„Wir exportieren die Vorspeise und den Nachtisch, um das Hauptgericht importieren zu können.“

Die Umbrüche in der arabischen Welt seien keine urbanen Revolten, sondern Ergebnis jahrzehntelanger verfehlter Agrarpolitik, meint der Autor Habib Ayeb.

vom Recherche-Kollektiv Afrika-Reporter:
8 Minuten
Habib Ayeb

Wenn wir über die Umbrüche in der arabischen Welt in den letzten zehn Jahren sprechen, dann geht es oft um den Tahrir-Platz in Kairo, um die Straßen von Sanaa, Damaskus oder Tunis, um die sogenannte Jasminrevolution und den Widerstand gegen Zensur. Doch die Ursprünge der Aufständen liegen gar nicht so sehr in den politischen Forderungen nach Demokratie und Meinungsfreiheit, argumentieren die Wissenschaftler Ray Bush und Habib Ayeb in ihrem neuen Buch über die Zusammenhänge zwischen Nahrungsmittelfragen und den Revolutionsbewegungen. Habib Ayeb, Agraringenieur und Geograf, Dozent an der Universität Paris VIII, Filmemacher und Gründer der Beobachtungsstelle für Nahrungsmittelsouveränität und Umwelt forscht seit mehr als zwanzig Jahren in Tunesien und Ägypten. Letztendlich könne man fast alles am Couscous, dem Nationalgericht Nordafrikas festmachen.

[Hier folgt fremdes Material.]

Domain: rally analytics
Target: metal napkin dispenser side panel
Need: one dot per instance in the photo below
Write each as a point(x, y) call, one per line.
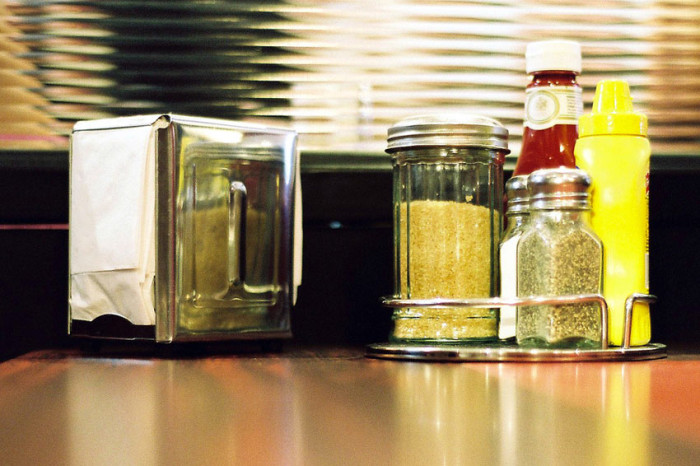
point(220, 260)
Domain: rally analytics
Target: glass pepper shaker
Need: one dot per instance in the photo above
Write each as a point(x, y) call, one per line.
point(448, 203)
point(517, 215)
point(558, 255)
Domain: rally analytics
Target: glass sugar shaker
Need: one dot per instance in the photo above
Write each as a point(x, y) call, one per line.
point(517, 215)
point(448, 206)
point(558, 255)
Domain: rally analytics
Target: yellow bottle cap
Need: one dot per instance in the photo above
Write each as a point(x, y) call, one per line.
point(612, 112)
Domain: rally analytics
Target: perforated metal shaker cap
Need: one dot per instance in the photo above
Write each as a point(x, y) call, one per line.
point(448, 130)
point(554, 188)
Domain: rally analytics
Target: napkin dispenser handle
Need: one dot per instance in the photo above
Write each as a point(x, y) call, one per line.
point(238, 196)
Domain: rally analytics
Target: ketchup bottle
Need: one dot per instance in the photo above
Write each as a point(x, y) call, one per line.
point(553, 104)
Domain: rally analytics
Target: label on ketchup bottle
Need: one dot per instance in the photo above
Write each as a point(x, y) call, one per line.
point(552, 105)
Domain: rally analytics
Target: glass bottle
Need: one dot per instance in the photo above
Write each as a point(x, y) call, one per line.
point(559, 255)
point(517, 214)
point(448, 206)
point(553, 104)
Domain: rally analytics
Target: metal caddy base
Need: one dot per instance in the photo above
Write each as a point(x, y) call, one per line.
point(506, 351)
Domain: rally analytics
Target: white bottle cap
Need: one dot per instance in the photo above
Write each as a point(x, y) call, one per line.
point(553, 55)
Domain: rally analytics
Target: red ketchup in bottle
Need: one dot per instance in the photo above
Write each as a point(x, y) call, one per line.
point(553, 105)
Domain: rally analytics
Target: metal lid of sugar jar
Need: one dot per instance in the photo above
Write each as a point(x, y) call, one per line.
point(559, 188)
point(448, 130)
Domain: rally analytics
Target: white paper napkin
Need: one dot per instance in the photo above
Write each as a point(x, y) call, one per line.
point(112, 224)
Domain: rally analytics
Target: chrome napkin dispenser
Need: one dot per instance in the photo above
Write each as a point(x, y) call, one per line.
point(183, 229)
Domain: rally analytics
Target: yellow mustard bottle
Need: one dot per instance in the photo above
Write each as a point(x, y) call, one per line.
point(614, 149)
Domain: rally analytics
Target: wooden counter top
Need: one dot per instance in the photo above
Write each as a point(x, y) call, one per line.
point(339, 408)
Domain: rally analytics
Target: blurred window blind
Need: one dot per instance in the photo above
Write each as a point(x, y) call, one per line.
point(341, 72)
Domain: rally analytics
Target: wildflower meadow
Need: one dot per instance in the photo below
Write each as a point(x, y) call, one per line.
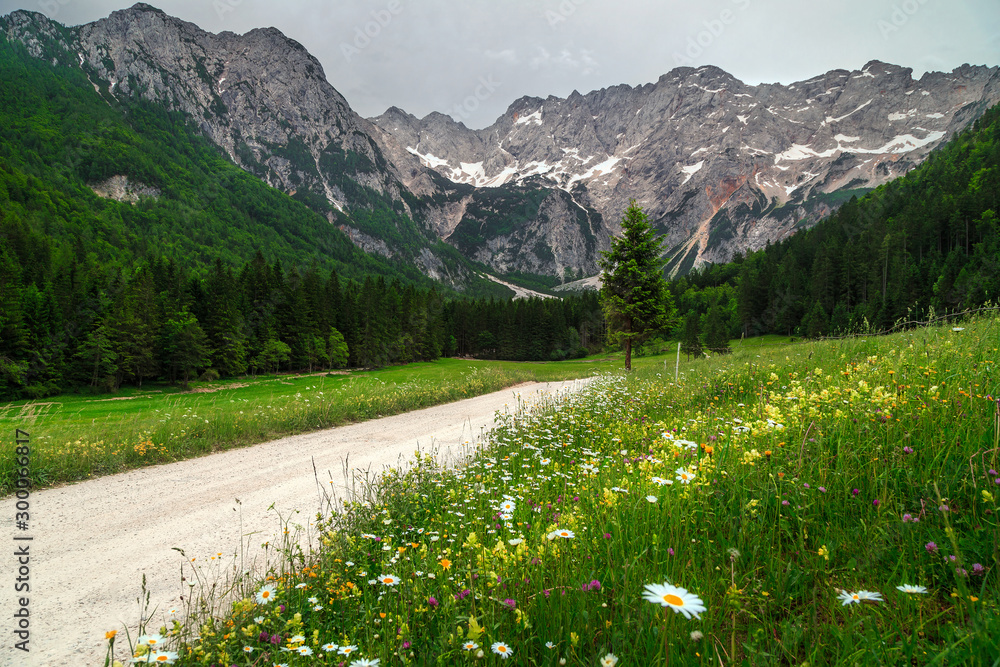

Sie beschreiben in Ihrem Buch „Food insecurity and Revolution in the Middle East and North Africa“ den Zusammenhang zwischen Agrarpolitik und den Protestbewegungen in der Region Anfang der 2010er Jahre. Was gab den Anstoß zu diesem Buch?

Ich war am 14. Januar 2011 [Tag der Flucht von Tunesiens Machthaber Zine El Abidine Ben Ali] in Tunis auf der Avenue Bourguiba, wo die Leute vor Freude geschrien und geweint haben. Sehr schnell haben die Medien und auch Forscher diese Revolution als ein urbanes Phänomen beschrieben, das sich auf die schicken Stadtviertel von Tunis und politische Forderungen beschränkte. Soziale Fragen, die die Leute damals auf die Straße getrieben haben, waren kein Teil der Erzählung. So hat sich verkürzt gesagt folgende Lesart entwickelt: dem Land ging es eigentlich gut, abgesehen davon, dass Ben Ali ein Diktator war. Es genüge also, eine liberale Demokratie einzuführen. Ich habe jahrelang zu ruralen Fragen geforscht und jeden Winkel des Landes bereist, und ich hatte eine ganz andere Sichtweise.

Der urbane Charakter der Revolutionen, die Proteste vor dem Innenministerium auf der Avenue Bourguiba in Tunis oder dem Tahrir-Platz in Kairo waren Ihrer Meinung nach gar kein entscheidender Faktor?

Überhaupt nicht, nein. Die Revolution hat andere Ursprünge, die bis ins 19. Jahrhundert zurückreichen. Aber konkret hat sie in Tunesien 2008 angefangen, mit den Streiks in den Bergbaugebieten, im Südwesten des Landes. Dort wächst kein Jasmin, sondern Halfa [ein Steppengras, aus dem Strohhüte und Körbe sowie Papier hergestellt werden]. Ich habe damals von der Halfa-Revolution, der Revolution des Hungers geschrieben, und den Zusammenhang zwischen Landwirtschafts- und Nahrungsmittelpolitik und den Revolten beschrieben.

Halfa- statt Jasminrevolution

Die gleiche Lesart ist auch in Bezug auf Ägypten gültig, wo Ray Bush und ich ebenfalls seit Jahren geforscht haben. Unser Ziel war es also, eine andere Lesart der Umbrüche in der Region anzubieten. Unsere Hypothese ist, dass all die Revolutionen, sei es in Tunesien, Ägypten und Syrien, oder viel später dann im Sudan, in ländlichen Regionen ihren Ursprung haben und dass Agrar- und Lebensmittelfragen ihr Herzstück bilden.

Warum wurden Landwirte nicht als politische Akteure wahrgenommen?